特にサンデーサイレンスを持つ繁殖牝馬の血統内に、サンデーサイレンス以外にHaloの血を持つ繁殖牝馬であれば、必然的にサンデーサイレンスが系列ぐるみのクロスとなるので、主導勢力を明確化させやすくなるかと思うので、オススメ。
2017年生産駒 血統構成的有力馬
ヒバリ ♀
母:エトピリカ
BMS:キングカメハメハ
厩舎:加用正
馬主:協栄
先に紹介した繁殖牝馬の父がキングカメハメハでそのBMSがサンデーサイレンスとなる繁殖牝馬の中で、一番いいと思われる馬がこのヒバリです。
キングカメハメハの血統内にSayajirao=DanteとOwen Tudorが含まれており、エピファネイア内で弱点となりやすい血をフォロー出来ている。さらに母方の血の中にStymieを持つので、サンデーサイレンスをクロスさせないとエピファネイア内で一番弱点となりやすい部分をカバー出来ているのが、当馬の配合の一番の長所かと。

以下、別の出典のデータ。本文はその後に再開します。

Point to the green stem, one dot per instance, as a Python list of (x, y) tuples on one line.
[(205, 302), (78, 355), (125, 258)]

ただ、サンデーサイレンスの中間断絶クロスからHail to Reason・Northern Dancer・Princequilloがその父母を含む形でクロスしている為、主導勢力が不明確なのが難点。
先日小倉芝1200mの新馬戦をデビュー勝ちしたが、血統的な見立てではマイル~2000mあたりが最も適しているように思える。それだけに、デビュー戦でなかなかの切れる脚とスピードを見せたのは、かなり先が楽しみとなる材料に思う。
マオノエピ ♀
母:アドマイヤラック
BMS:アドマイヤムーン
厩舎:黒岩陽一
馬主:湯浅健司
当馬は、祖母の父Be My Guestの血を全開にさせ、かつNorthern Dancer7・5×6・4の系列ぐるみが明確な主導勢力となったところが、最大の長所となる配合。
父母シーザリオ内Principiaに弱点が生じたのは残念だが、主導の明確さと血の結合の良さに加え、シーザリオの影響度数値が⑦とやや弱い点から、その弱点は軽微で済んでいるのではないかと推察したい。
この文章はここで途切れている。